What they had were the data from planes that made it back from Europe. Obviously, some were shot down, and did not return, so they analyzed the ones that returned and found things like
||1.11 bullet holes per square foot
|Rest of plane
||1.8 bullet holes per square foot
The generals said, obviously you want to put more armor on the rest of plane, see how many more bullet holes it got, but how much more?
Wald’s conclusion, after his analysis, was actually the reverse. You should “put the armor where the bullets are not”. A simple way to understand this is to imagine this scenario:
Suppose a single bullet in the engine takes a plane down, but large numbers of bullets elsewhere are not harmful. (Mathematicians get to imagine these scenarios when solving problems). In this case, ALL the planes coming back from Europe would have ZERO holes in the engine (because otherwise they would have been shot down) and only holes elsewhere. In that case, you would want to put armor only on the engine, and NONE anywhere else (because it was not critical). This simple type of reasoning, explored in detail (as Ellenberg provides a glimpse at the complex equations Wald used in his report), provided the answer the generals were looking for, albeit in a surprising direction. This reasoning is an example of survivorship bias, which is what happens when you look at samples that are not representative, but instead have a bias. In this case, they were looking at the data for surviving planes only, not all planes. This effect makes evaluating mutuals funds hard, as the “bad” ones may have a tendency to go away.
The book is amusing and entertaining, and well-written. Interspersed with examples are notes about historical figures that bring the examples to life.

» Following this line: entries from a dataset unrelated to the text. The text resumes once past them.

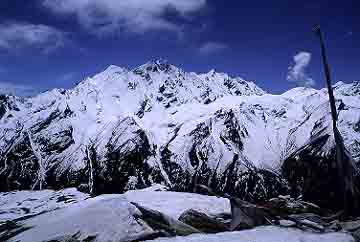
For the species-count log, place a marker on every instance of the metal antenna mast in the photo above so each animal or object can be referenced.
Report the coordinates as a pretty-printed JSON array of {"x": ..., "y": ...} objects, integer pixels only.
[{"x": 343, "y": 160}]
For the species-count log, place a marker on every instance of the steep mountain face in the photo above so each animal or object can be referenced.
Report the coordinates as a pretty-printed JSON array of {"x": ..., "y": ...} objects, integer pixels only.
[{"x": 122, "y": 129}]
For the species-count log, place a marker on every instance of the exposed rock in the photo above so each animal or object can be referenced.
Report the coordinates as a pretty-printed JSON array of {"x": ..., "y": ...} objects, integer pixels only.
[
  {"x": 311, "y": 224},
  {"x": 203, "y": 222},
  {"x": 351, "y": 225},
  {"x": 286, "y": 223},
  {"x": 356, "y": 235},
  {"x": 161, "y": 222},
  {"x": 246, "y": 215},
  {"x": 283, "y": 205}
]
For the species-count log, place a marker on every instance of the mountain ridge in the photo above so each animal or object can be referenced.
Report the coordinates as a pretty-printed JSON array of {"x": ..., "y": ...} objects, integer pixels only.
[{"x": 124, "y": 129}]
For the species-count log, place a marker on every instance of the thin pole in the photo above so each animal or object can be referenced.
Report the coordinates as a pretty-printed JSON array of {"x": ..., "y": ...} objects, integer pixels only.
[
  {"x": 344, "y": 162},
  {"x": 317, "y": 30}
]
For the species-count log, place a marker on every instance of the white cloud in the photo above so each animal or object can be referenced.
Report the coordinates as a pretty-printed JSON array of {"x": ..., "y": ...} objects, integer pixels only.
[
  {"x": 15, "y": 36},
  {"x": 17, "y": 89},
  {"x": 297, "y": 72},
  {"x": 212, "y": 47},
  {"x": 136, "y": 16}
]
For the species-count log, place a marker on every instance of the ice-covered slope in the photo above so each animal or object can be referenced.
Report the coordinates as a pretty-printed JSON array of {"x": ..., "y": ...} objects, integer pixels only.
[{"x": 126, "y": 129}]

Some other examples from the book that stood out in my mind are:
How three teams (including one of M.I.T. students) beat the lottery in Masschusetts. Using math.

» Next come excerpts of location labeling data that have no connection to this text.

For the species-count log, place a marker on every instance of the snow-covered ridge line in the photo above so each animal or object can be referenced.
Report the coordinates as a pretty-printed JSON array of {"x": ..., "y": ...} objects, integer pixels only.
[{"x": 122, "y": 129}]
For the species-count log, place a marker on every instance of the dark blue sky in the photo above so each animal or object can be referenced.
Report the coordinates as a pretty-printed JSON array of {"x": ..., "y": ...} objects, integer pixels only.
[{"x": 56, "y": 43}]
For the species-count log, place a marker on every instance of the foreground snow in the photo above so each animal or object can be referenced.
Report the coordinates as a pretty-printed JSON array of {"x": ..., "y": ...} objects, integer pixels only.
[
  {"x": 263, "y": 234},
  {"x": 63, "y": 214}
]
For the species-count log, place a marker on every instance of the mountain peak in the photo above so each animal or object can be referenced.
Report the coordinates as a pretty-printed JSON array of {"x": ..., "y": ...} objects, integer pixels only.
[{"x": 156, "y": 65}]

How A could be correlated with B, and B correlated with C, and yet A is NOT correlated with C. Yes, you need to read the book. It has to do with the geometric interpretation of correlation.
The story of the Baltimore Stockbroker. I like this story, but I will retell it here as my father told it to me in the 1970s (so it predates the 2008 BBC show The System, which popularized this idea). A tout (tipster) gives our friend three tips as to the winning horse at a racetrack, one each on Monday, Tuesday, and Wednesday. Each one of those turns out to be correct. So on Thursday, when the tout offers to sell the man the name of the winning horse that day for $10,000 he jumps at the chance. What happened? Well, unknown to our friend, on Monday, the tout gave 1000 people tips to a race with 10 horses entered. To 100 he gave horse #1, a second one he gave horse #2, and so on. Then, on Tuesday, he ignored the 900 people who he gave the wrong Monday tip to, and focused on the 100 that got the correct tip. Of those 100, he gave them each a second tip: 10 got horse #1, another 10 got horse #2, and so on. Well, you see what happened. Our friend is the unlucky person that got 3 correct tips in a row. He doesn’t know about the 999 people who got bad advice. And he is going to pay for it.

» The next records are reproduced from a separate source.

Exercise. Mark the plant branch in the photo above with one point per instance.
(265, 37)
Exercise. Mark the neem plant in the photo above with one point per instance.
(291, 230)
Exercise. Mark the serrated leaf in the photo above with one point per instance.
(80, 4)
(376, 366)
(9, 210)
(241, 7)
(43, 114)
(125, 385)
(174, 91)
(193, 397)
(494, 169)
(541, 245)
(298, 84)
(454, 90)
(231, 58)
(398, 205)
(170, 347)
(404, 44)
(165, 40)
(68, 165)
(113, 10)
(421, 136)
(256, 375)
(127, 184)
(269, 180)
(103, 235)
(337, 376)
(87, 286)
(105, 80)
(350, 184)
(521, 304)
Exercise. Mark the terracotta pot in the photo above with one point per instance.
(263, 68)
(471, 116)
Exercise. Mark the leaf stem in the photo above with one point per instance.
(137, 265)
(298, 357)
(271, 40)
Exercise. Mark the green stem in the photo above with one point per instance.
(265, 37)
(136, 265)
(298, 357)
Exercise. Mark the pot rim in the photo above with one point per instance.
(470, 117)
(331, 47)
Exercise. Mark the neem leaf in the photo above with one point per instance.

When Ellenberg tells this story, he uses a stockbroker giving tips, but it’s the same idea.
Sometimes we take for granted some discoveries and inventions from the past, such as what is a bit of information (without which phrases like ’10 megabit download speed’ would be so much gibberish), or what is the correct way to compute probabilities. Ellenberg tries to highlight some historic struggles to find the correct way to address these problems.
One of the major themes of the book is how “math extends common sense.” Perhaps you will find your common sense extended after reading this book.